D’après cet aperçu historique rapide, quelques constats et interrogations semblent déjà émerger :

Les nouveaux espaces publics aménagés dans le centre-ville sont appelés pour accueillir et promouvoir une image culturelle recherchée de Beyrouth : cette image sera construite par des objets historiques archéologiques et monumentaux. Pour cela comprendre le sens de ces espaces publics ne peut pas se faire sans le travail de décodage des représentations recherchées ou suscitées par l’objet patrimonial qu’il regroupe. Ce dernier est sélectionné pour des raisons plutôt politiques et idéologiques que pour des raisons historiques et scientifiques.
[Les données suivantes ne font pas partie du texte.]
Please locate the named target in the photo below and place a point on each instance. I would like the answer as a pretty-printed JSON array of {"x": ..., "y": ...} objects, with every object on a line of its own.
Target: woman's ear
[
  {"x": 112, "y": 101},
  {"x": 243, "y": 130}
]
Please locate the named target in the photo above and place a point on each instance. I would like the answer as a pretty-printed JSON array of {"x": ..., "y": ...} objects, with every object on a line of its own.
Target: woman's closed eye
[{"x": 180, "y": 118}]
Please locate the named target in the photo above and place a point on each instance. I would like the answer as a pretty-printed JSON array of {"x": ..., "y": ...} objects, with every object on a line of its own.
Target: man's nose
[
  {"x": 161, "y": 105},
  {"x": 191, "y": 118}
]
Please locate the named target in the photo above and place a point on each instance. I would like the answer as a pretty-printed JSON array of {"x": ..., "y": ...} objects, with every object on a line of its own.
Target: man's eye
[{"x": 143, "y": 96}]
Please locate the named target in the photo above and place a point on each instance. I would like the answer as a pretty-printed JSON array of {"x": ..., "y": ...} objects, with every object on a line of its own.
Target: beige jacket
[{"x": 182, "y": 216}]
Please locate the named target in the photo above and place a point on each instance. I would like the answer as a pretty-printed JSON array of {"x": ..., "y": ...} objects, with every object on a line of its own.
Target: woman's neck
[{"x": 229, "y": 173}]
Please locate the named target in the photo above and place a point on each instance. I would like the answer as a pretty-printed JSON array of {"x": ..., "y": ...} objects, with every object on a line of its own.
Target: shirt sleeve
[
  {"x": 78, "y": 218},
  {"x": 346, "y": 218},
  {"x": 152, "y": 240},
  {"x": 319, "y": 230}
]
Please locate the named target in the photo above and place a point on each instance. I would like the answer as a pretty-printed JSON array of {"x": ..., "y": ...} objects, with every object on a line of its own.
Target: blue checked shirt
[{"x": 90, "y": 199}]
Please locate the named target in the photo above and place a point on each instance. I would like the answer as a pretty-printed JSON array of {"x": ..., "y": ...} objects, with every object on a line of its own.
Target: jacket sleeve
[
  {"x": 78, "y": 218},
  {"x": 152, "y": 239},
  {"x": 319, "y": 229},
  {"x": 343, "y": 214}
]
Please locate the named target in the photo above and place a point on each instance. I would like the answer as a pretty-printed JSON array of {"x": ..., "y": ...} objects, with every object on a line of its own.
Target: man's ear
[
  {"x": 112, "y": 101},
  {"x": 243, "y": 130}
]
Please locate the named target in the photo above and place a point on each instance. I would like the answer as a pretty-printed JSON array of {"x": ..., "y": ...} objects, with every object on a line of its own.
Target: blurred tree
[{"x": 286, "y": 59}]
‘« Il ressort alors que la notion de patrimoine semble répondre, au Liban, à deux utilisations. En premier lieu, elle est identifiée à des édifices ou à des sites antiques ; son exploitation suit une logique muséale. La deuxième exploite des éléments architecturaux ponctuels dans une logique de commercialisation : le pastiche du promoteur, maladroitement commercialisé, qui joue sur la nostalgie individuelle ou sur une demande du touriste en mal de dépaysement ». 258 ’ ‘’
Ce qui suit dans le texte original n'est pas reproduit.